Not that he could do any damage with all his lethal little gadgets lying useless in that clearing in the weeds, but it was best to keep him placid because time was of the essence, and UNCLE was not stupid. Certainly they were about—somehow—somewhere—and he, Burrows, was a veteran. Never play down the enemy, always expect the worst. They were somewhere about, but they could not risk, would not dare, an awkward interruption. They had two lives at stake, including one of their own valuable men—he himself would have been sufficient in exchange for Stanley— plus a boy whose death could produce international furor, the son of the British Ambassador to the United Nations.
No, they wouldn't dare; nevertheless, time was of the essence! If it went according to plan it would be over five minutes after their arrival—the concrete room, an accommodating Solo supposedly to be locked in for an hour, the cyanide pellet exploded in the concrete room, the slide-door snapped shut—and the four agents from THRUSH would be off and away in the aircraft and out of the country. All told, no more than five minutes—but keep Mr. Solo placid. A break in the smooth-flowing scheme, a Mr. Solo grown suspicious and balking, the waste of time in scuffling and physical persuasion, gunfire out doors—and the people from UNCLE might swoop in, no matter the risk.

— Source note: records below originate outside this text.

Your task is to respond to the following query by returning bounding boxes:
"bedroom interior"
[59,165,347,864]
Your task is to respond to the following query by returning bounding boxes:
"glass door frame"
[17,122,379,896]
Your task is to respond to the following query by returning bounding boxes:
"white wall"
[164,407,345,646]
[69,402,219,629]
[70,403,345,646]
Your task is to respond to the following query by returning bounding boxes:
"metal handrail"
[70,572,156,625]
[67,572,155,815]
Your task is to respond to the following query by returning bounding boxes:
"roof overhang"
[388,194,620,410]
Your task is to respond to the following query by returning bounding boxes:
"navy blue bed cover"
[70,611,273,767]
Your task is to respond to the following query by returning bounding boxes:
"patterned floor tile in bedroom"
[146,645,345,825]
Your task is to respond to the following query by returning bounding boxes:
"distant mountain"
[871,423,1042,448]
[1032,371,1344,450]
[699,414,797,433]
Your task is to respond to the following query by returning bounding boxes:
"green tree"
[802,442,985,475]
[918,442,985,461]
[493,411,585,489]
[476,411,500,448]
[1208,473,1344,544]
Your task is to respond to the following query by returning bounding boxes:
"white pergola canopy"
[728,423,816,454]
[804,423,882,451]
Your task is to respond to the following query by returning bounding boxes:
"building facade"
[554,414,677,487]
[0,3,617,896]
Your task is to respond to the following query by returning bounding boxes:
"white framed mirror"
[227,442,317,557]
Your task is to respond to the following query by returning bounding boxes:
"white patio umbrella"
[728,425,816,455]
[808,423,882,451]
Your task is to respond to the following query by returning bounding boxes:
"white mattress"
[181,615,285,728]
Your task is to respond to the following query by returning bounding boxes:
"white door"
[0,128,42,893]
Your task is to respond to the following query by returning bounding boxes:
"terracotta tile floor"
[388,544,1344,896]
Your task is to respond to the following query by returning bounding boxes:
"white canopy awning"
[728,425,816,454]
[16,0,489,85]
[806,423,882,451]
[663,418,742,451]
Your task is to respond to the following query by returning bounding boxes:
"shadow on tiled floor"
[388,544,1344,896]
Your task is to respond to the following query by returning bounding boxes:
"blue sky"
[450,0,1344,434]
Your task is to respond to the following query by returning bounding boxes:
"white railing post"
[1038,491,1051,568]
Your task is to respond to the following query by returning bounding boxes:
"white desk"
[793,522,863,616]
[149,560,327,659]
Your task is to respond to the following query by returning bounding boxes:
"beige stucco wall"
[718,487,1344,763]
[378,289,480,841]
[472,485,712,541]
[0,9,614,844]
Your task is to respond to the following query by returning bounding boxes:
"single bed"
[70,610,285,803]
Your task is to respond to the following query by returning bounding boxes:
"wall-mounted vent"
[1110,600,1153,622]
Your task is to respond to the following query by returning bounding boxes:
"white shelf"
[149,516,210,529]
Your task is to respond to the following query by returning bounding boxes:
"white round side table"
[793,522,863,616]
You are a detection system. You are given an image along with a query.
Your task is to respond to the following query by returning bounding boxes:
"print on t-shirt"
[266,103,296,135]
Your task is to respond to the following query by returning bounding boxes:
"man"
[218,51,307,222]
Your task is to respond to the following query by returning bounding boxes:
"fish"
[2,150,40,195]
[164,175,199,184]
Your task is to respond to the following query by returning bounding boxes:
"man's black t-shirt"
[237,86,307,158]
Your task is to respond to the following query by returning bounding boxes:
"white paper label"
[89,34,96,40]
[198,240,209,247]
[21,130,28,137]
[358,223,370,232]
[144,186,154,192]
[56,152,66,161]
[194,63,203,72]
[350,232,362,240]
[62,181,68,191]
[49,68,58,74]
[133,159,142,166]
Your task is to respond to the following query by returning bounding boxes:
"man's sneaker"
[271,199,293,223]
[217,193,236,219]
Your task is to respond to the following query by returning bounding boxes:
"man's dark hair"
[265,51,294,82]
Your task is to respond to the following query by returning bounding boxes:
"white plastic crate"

The man up front put away the microphone. The Rolls turned into a wide private pathway of gleaming white pebbles.
"Are we there?" Solo asked Stanley.
"I don't know," Stanley said. "Believe me, I don't know where we're going. They don't tell me everything. I work under orders and try to do my job; that's all." He peered out the window with casual interest.
Solo watched with more than casual interest, sitting up straight now, tense, alert. The pebbled roadway was lined with tall green trees.
The Rolls rode up it perhaps half a mile. Then it stopped at high iron gates in a high picket fence—a black iron fence, high, very high, sharp spokes like knives pointing upward, razor-edge-sharp, malevolently gleaming in the sun shine, cutting, killing long points like the points of gigantic upthrust sabers, protective, forbidding. Beyond the iron gates the white-pebbled roadway continued, curving away.
The motor of the Rolls died to a silence. All was still.
Then Burrows got out, a black automatic pistol in one hand, a huge black key in the other, and stood outside the rear door. Stanley rolled down the window.
"Is this it, Mr. Burrows?"
"Well, what do you think? Out, gentlemen. Yes, this is it, Mr. Stanley."